Not a word had been spoken between the two men since they had left the van. Now they settled in for a long vigil. From any side of the roof and even through the steel grid of the platform, all that could be seen was a dark pile of loose cloth, as if a tarp had been shoved up underneath the platform, or blown there by an errant wind.

With their black balaclavas pulled over their heads, the two men disappeared into the shadows of their hide. There was no way that anyone from ground level could see up into the area five stories above where the SEALs lay. From the Factory, even a person using a powerful telescope and who knew where to look would have seen nothing more than shadow.

The basic infiltration of the target area had been completed. Now the two SEALs would take careful note of all activity around the Factory. This would be a long, painstaking operation. They were on the military equivalent of a police stakeout, only Reaper and Bear didn't have anyone to come and relieve them. They could only lie still and watch.

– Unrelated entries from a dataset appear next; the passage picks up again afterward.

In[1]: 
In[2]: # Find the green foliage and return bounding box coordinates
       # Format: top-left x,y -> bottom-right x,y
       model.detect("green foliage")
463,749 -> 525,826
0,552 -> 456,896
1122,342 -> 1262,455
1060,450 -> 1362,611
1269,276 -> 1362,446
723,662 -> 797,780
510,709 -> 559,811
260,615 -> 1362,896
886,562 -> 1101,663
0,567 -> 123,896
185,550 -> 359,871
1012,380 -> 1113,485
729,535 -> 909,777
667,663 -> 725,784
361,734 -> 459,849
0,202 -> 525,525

Through his binoculars, Reaper could see the entire east wall of the Factory building, the parking lot that lay between the building and the highway, and the fields to the north and south of the empty lot. Running along both the south and east sides of the fields were major multilane interstate highways.

The Ford Freeway passed over the Chrysler only a few hundred meters south of where Reaper and Bear lay. The intersecting highways made for a mass of bridges and curved ramps crossing over one another. The ramps, lanes, shoulders, fences, and excavated area put a no-man's-land more than a hundred meters wide between the hide and the beginning of the parking area to the east of the Factory.

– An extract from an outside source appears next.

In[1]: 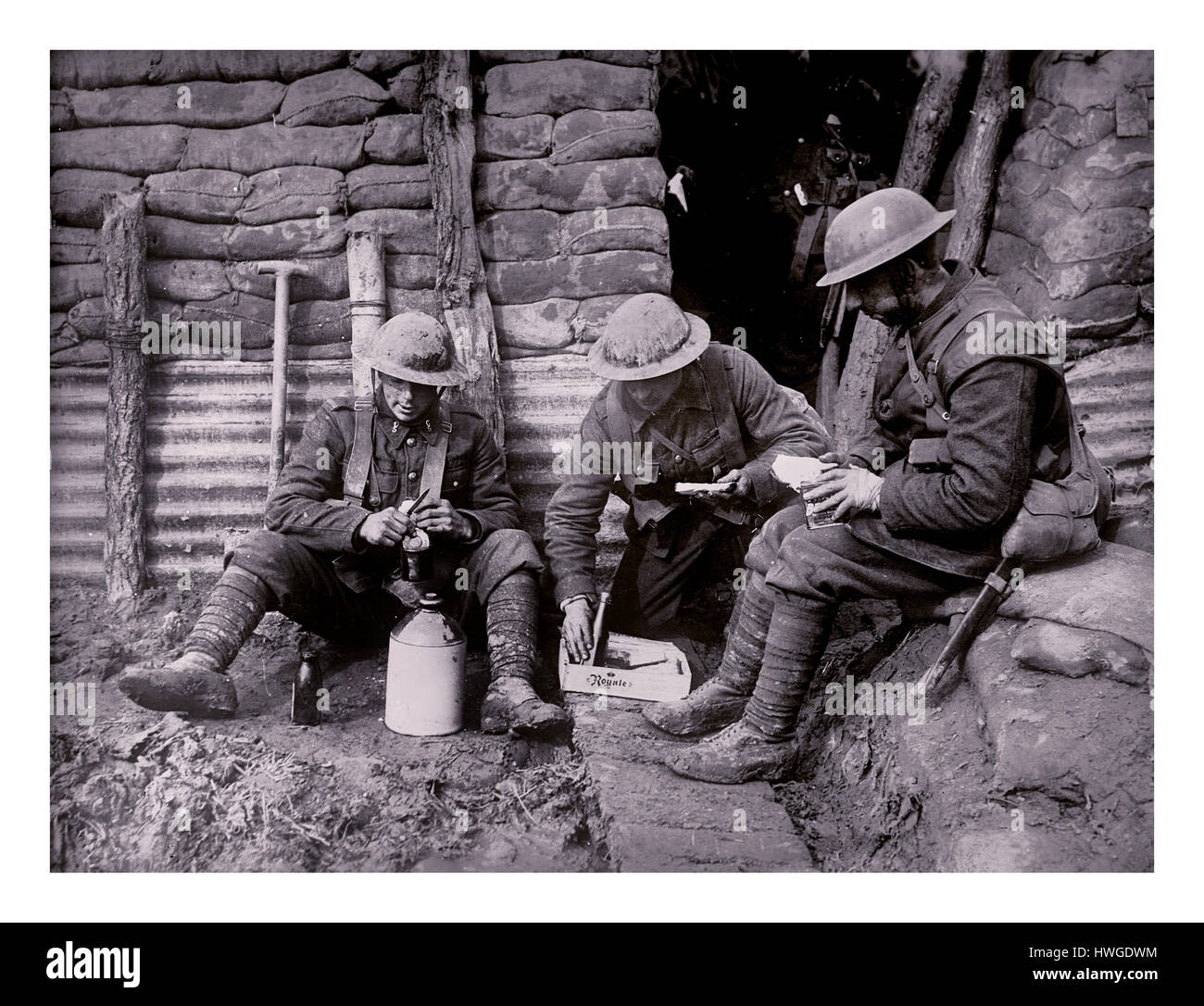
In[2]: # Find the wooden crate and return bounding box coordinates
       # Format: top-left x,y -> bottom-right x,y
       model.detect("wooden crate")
560,633 -> 690,702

The east parking area of the Factory was a huge, square, fenced-in area of concrete—one hundred meters on a side. It appeared to have regular activity as the concrete surface was in fairly good repair. There were no signs of the weeds and grasses that
broke through the surface of the parking area to the west of the Factory.

Light poles stood in the parking lot and it was surrounded by a fifteen-foot-high chain-link fence topped with barbed wire. At each corner of the lot were closed-circuit TV cameras on top of tall poles.

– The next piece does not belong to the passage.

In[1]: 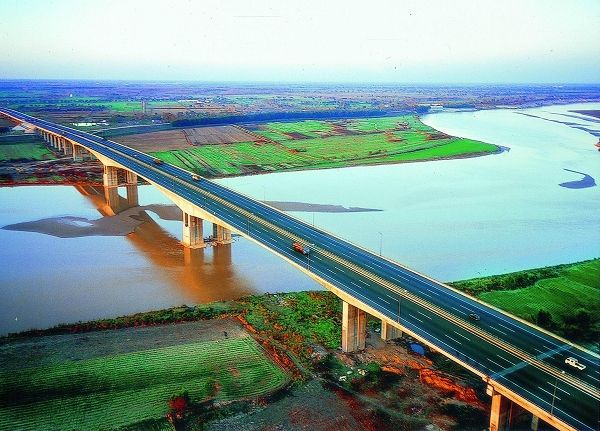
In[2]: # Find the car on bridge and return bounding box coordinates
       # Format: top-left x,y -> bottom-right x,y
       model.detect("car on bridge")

South of the parking area, across a two-lane road, was a weed-choked vacant lot. The most prominent feature of the lot was another massive billboard raised up on a steel framework. The advertising sign was huge, more than eighty feet wide and almost a third of that tall. The bottom of the billboard was raised up nearly a hundred feet into the air so that it could be clearly seen from both the northbound Chrysler and westbound Ford Freeways.

There was a much smaller billboard next to the massive one, the smaller facing to the southwest and connected to the larger at its southern corner. The larger billboard had a wide platform around its base with a ladder leading up to it along one of the support pillars. These billboards could be seen a long distance away along either highway. They also had a direct view into the front windows of the Factory.

Reaper and Bear examined all of these details through their binoculars. In spite of the cameras available to them, both men each carefully sketched out a map, a panoramic view, of what they saw. They would compare the two sketches later to see if either man noticed something the other had missed.

His area sketch finished, Reaper turned his attention to the Factory building itself. It was the east-facing wall of the factory that Reaper studied through his binoculars. Then he attached the Nikon
to the back of the Celestron scope and carefully photographed every feature of the wall.

Almost the entire eastern face of the building was made up of windows. It consisted of six floors of windows, each floor having seven panels of glass separated by white columns. The window panels were made up of dozens of glass panes held in a steel frame.

The huge front of the building was half a block wide and twenty-five-meters tall. Thick blinds were on the inside of the hundreds of windows to block the blinding morning sun. Now, with the sun past noon and lowering to the west, the windows remained covered on the inside—not a good situation for outside observation.

It was only midafternoon and there was still a full day to go.